Cape Town - South Africa's weak economic growth, the public sector wage bill and financial support for state-owned companies beyond what is currently budgeted for, are the three main risks to the fiscal outlook, the National Treasury said.
Increased debt levels in a low-growth environment would only add to debt-service costs and raise the risk of sovereign credit rating downgrades to sub-investment grade, the Treasury said in a document made available to the media on Tuesday.
"Accumulation of debt in the context of a low-growth environment is unsustainable," the Treasury said, noting that this would further raise debt-service costs, which were already the fastest growing item of expenditure.
"It also increases the risk of sovereign credit rating downgrades to sub-investment grade," it added.

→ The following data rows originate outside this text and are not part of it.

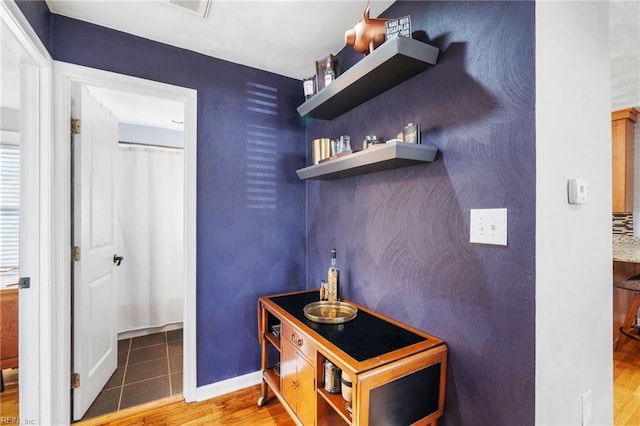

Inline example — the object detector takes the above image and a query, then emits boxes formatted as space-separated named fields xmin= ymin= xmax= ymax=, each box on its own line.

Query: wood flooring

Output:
xmin=75 ymin=384 xmax=294 ymax=426
xmin=0 ymin=368 xmax=18 ymax=419
xmin=3 ymin=344 xmax=640 ymax=425
xmin=75 ymin=345 xmax=640 ymax=426
xmin=615 ymin=337 xmax=640 ymax=425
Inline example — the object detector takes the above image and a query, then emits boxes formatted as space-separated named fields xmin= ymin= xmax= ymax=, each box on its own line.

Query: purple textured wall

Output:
xmin=306 ymin=2 xmax=535 ymax=425
xmin=15 ymin=0 xmax=51 ymax=51
xmin=17 ymin=0 xmax=535 ymax=422
xmin=44 ymin=13 xmax=307 ymax=386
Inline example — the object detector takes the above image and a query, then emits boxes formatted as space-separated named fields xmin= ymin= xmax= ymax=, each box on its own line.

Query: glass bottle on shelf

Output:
xmin=327 ymin=248 xmax=340 ymax=302
xmin=324 ymin=56 xmax=335 ymax=87
xmin=303 ymin=76 xmax=315 ymax=99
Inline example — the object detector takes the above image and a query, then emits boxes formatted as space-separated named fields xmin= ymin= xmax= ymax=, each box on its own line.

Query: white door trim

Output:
xmin=53 ymin=61 xmax=198 ymax=424
xmin=0 ymin=1 xmax=53 ymax=424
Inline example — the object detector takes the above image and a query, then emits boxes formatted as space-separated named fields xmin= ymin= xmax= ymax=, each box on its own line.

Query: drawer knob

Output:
xmin=291 ymin=334 xmax=303 ymax=347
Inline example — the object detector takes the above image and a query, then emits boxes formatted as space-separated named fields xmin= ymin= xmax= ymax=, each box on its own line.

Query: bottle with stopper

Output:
xmin=324 ymin=56 xmax=335 ymax=87
xmin=327 ymin=248 xmax=340 ymax=302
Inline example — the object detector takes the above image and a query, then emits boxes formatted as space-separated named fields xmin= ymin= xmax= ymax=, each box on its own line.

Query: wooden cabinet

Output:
xmin=257 ymin=290 xmax=447 ymax=426
xmin=356 ymin=348 xmax=446 ymax=426
xmin=612 ymin=107 xmax=639 ymax=212
xmin=281 ymin=333 xmax=316 ymax=426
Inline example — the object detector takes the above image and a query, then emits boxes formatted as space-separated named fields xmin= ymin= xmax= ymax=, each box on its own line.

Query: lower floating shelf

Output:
xmin=296 ymin=141 xmax=438 ymax=181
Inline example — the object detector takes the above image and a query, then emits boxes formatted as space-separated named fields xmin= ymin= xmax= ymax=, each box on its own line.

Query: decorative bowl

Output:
xmin=303 ymin=301 xmax=358 ymax=324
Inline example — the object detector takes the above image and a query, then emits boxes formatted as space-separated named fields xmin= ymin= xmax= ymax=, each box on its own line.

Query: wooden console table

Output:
xmin=257 ymin=290 xmax=447 ymax=425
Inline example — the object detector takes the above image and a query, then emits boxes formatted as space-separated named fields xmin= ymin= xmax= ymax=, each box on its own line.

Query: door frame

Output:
xmin=0 ymin=1 xmax=52 ymax=424
xmin=53 ymin=61 xmax=198 ymax=423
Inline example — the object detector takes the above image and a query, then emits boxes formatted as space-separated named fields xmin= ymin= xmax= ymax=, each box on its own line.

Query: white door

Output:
xmin=71 ymin=85 xmax=120 ymax=420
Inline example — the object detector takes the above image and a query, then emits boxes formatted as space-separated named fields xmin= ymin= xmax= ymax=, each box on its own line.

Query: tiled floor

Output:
xmin=81 ymin=329 xmax=183 ymax=420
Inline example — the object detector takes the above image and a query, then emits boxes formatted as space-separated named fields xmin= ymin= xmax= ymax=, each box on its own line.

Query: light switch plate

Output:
xmin=470 ymin=208 xmax=507 ymax=246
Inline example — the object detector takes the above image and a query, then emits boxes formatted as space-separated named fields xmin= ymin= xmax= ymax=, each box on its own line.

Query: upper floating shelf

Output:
xmin=297 ymin=37 xmax=439 ymax=120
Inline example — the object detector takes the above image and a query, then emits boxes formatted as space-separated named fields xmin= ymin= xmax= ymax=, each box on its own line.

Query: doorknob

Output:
xmin=113 ymin=254 xmax=124 ymax=266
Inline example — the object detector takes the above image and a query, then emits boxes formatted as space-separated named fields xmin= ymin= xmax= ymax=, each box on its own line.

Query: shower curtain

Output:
xmin=115 ymin=143 xmax=184 ymax=333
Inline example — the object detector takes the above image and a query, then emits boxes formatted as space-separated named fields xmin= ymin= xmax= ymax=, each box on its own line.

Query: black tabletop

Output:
xmin=269 ymin=291 xmax=428 ymax=362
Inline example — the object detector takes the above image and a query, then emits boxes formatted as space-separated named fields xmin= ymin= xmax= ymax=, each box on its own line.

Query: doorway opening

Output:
xmin=71 ymin=85 xmax=187 ymax=421
xmin=0 ymin=8 xmax=48 ymax=421
xmin=53 ymin=62 xmax=197 ymax=425
xmin=0 ymin=32 xmax=21 ymax=412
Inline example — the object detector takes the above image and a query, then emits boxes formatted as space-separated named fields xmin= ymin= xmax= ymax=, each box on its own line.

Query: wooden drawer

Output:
xmin=281 ymin=321 xmax=314 ymax=362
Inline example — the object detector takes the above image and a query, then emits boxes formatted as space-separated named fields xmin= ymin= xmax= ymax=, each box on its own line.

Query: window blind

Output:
xmin=0 ymin=143 xmax=19 ymax=269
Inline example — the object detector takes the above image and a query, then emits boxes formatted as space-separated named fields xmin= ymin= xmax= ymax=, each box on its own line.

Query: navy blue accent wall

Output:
xmin=17 ymin=0 xmax=536 ymax=422
xmin=15 ymin=0 xmax=51 ymax=50
xmin=306 ymin=2 xmax=535 ymax=425
xmin=46 ymin=14 xmax=306 ymax=385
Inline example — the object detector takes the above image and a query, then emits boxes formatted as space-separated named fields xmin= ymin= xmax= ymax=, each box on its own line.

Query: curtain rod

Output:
xmin=118 ymin=140 xmax=184 ymax=151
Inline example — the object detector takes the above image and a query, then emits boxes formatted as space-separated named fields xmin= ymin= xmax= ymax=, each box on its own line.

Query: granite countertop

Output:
xmin=613 ymin=235 xmax=640 ymax=263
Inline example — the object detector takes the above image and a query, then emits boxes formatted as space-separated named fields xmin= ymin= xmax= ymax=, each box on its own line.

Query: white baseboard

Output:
xmin=195 ymin=370 xmax=262 ymax=402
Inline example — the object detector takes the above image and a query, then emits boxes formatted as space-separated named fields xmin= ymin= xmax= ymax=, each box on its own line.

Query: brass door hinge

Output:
xmin=72 ymin=246 xmax=81 ymax=262
xmin=71 ymin=373 xmax=80 ymax=389
xmin=71 ymin=118 xmax=81 ymax=135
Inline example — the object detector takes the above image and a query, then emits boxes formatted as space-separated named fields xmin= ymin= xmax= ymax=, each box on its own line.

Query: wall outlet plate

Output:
xmin=582 ymin=389 xmax=592 ymax=425
xmin=470 ymin=208 xmax=507 ymax=246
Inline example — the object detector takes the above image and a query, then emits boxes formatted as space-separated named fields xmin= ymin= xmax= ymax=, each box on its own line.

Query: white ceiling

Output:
xmin=41 ymin=0 xmax=395 ymax=129
xmin=3 ymin=1 xmax=639 ymax=130
xmin=87 ymin=86 xmax=184 ymax=130
xmin=45 ymin=0 xmax=395 ymax=80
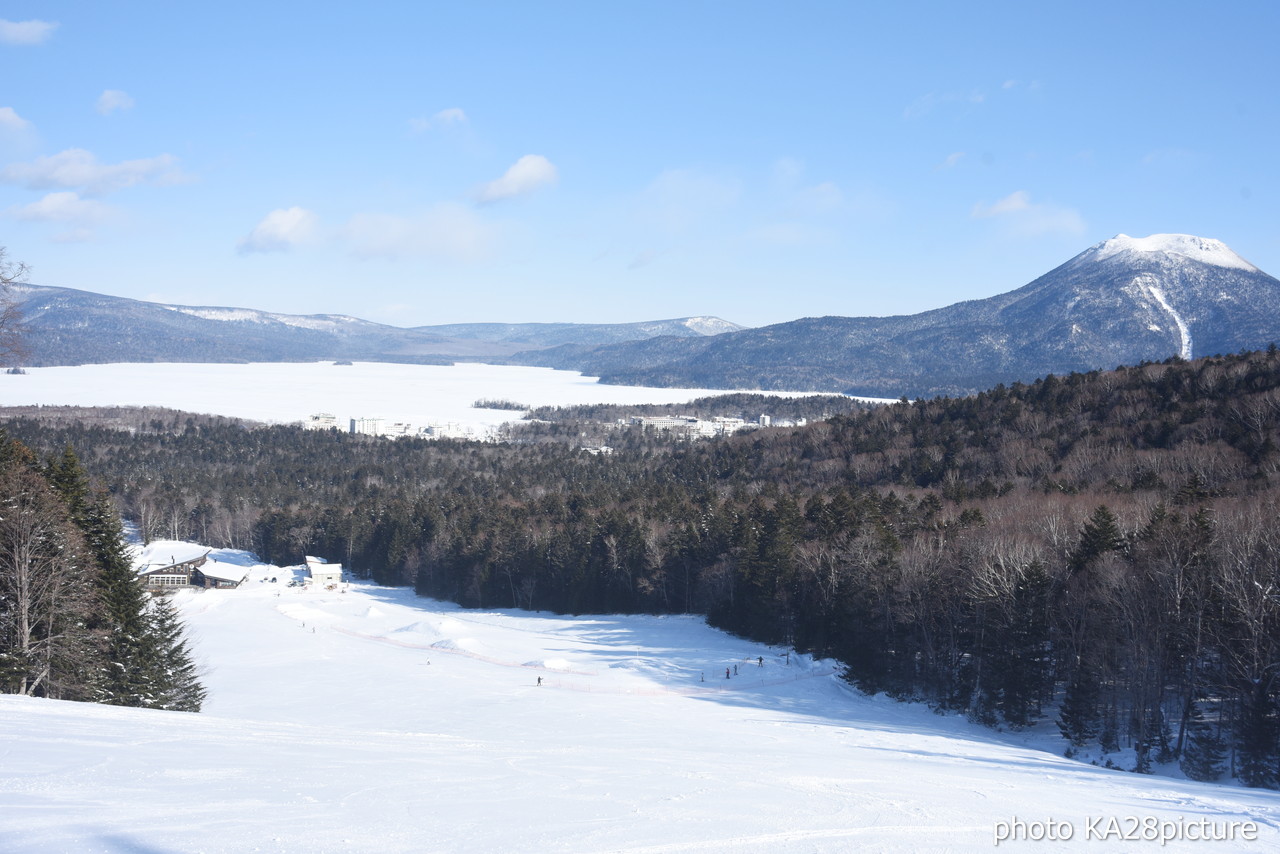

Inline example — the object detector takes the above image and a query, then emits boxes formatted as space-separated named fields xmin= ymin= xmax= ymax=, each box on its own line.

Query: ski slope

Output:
xmin=1 ymin=547 xmax=1277 ymax=853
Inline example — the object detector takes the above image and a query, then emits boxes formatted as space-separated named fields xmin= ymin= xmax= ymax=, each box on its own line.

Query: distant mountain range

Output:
xmin=10 ymin=233 xmax=1280 ymax=398
xmin=512 ymin=234 xmax=1280 ymax=397
xmin=8 ymin=284 xmax=741 ymax=366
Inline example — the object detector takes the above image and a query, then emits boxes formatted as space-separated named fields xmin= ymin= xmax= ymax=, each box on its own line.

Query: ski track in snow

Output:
xmin=1 ymin=552 xmax=1278 ymax=853
xmin=1144 ymin=279 xmax=1193 ymax=359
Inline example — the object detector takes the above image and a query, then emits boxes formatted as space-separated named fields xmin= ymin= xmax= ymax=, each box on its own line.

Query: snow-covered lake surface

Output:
xmin=1 ymin=546 xmax=1276 ymax=853
xmin=0 ymin=362 xmax=845 ymax=429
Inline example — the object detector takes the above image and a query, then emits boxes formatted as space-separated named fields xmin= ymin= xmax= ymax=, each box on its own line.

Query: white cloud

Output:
xmin=96 ymin=89 xmax=135 ymax=115
xmin=0 ymin=148 xmax=187 ymax=195
xmin=6 ymin=191 xmax=114 ymax=241
xmin=475 ymin=154 xmax=558 ymax=203
xmin=238 ymin=207 xmax=319 ymax=254
xmin=0 ymin=106 xmax=31 ymax=131
xmin=8 ymin=191 xmax=111 ymax=223
xmin=0 ymin=19 xmax=58 ymax=45
xmin=939 ymin=151 xmax=966 ymax=170
xmin=972 ymin=190 xmax=1033 ymax=218
xmin=410 ymin=107 xmax=469 ymax=133
xmin=971 ymin=190 xmax=1085 ymax=236
xmin=341 ymin=203 xmax=497 ymax=260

In August, Finance Minister Nhlanhla Nene said the government was concerned that an economic downturn would make it harder to raise revenue and that it would have to look at spending curbs.
SA expects a budget deficit of 3.9% of gross domestic product for the 2015/2016 financial year, but is keen to limit borrowing, partly to appease ratings agencies which have downgraded emerging market peers like Brazil.
Loan guarantees to state firms at R469.4bn
Meanwhile, South Africa's loan guarantees to state-owned companies currently stand at R469.4bn and the firms have utilised R225.9bn of the facility, Treasury director general Lungisa Fuzile said on Tuesday.
The government has vowed it would raise funding for cash-strapped state firms such as power utility Eskom in a manner that has no effect on the national budget deficit.